首页> 外文期刊>ACM transactions on mathematical software >Design and Implementation of Adaptive SpMV Library for Multicore and Many-Core Architecture

【24h】

Design and Implementation of Adaptive SpMV Library for Multicore and Many-Core Architecture

机译：适用于多核和多核架构的自适应SpMV库的设计与实现

获取原文

获取原文并翻译 | 示例

开具论文收录证明 >>

页面导航

摘要
著录项
引文网络
相似文献
相关主题

摘要

Sparse matrix vector multiplication (SpMV) is an important computational kernel in traditional highperformance computing and emerging data-intensive applications. Previous SpMV libraries are optimized by either application-specific or architecture-specific approaches but present difficulties for use in real applications. In this work, we develop an auto-tuning system (SMATER) to bridge the gap between specific optimizations and general-purpose use.
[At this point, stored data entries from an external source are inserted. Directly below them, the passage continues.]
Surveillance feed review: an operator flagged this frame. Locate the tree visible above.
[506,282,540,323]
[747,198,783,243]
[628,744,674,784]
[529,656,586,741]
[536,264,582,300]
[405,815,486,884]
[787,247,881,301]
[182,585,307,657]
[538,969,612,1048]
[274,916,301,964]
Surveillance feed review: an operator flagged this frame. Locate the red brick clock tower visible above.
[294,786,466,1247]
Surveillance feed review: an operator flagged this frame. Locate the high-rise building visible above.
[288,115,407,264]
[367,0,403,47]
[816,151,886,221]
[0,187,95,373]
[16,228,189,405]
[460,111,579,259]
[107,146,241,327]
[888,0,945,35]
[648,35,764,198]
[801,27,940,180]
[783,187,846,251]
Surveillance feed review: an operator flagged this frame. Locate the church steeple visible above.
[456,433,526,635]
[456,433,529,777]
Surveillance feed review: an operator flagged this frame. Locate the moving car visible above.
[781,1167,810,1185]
SMATER provides programmers a unified interface based on the compressed sparse row (CSR) sparse matrix format by implicitly choosing the best format and fastest implementation for any input sparse matrix during runtime. SMATER leverages a machine-learning model and retargetable back-end library to quickly predict the optimal combination. Performance parameters are extracted from 2,386 matrices in the SuiteSparse matrix collection. The experiments show that SMATER achieves good performance (up to 10 times that of the Intel Math Kernel Library (MKL) on Intel E5-2680 v3) while being portable on state-of-the-art x86 multicore processors, NVIDIA GPUs, and Intel Xeon Phi accelerators. Compared with the Intel MKL library, SMATER runs faster by more than 2.5 times on average. We further demonstrate its adaptivity in an algebraic multigrid solver from the Hypre library and report greater than 20% performance improvement.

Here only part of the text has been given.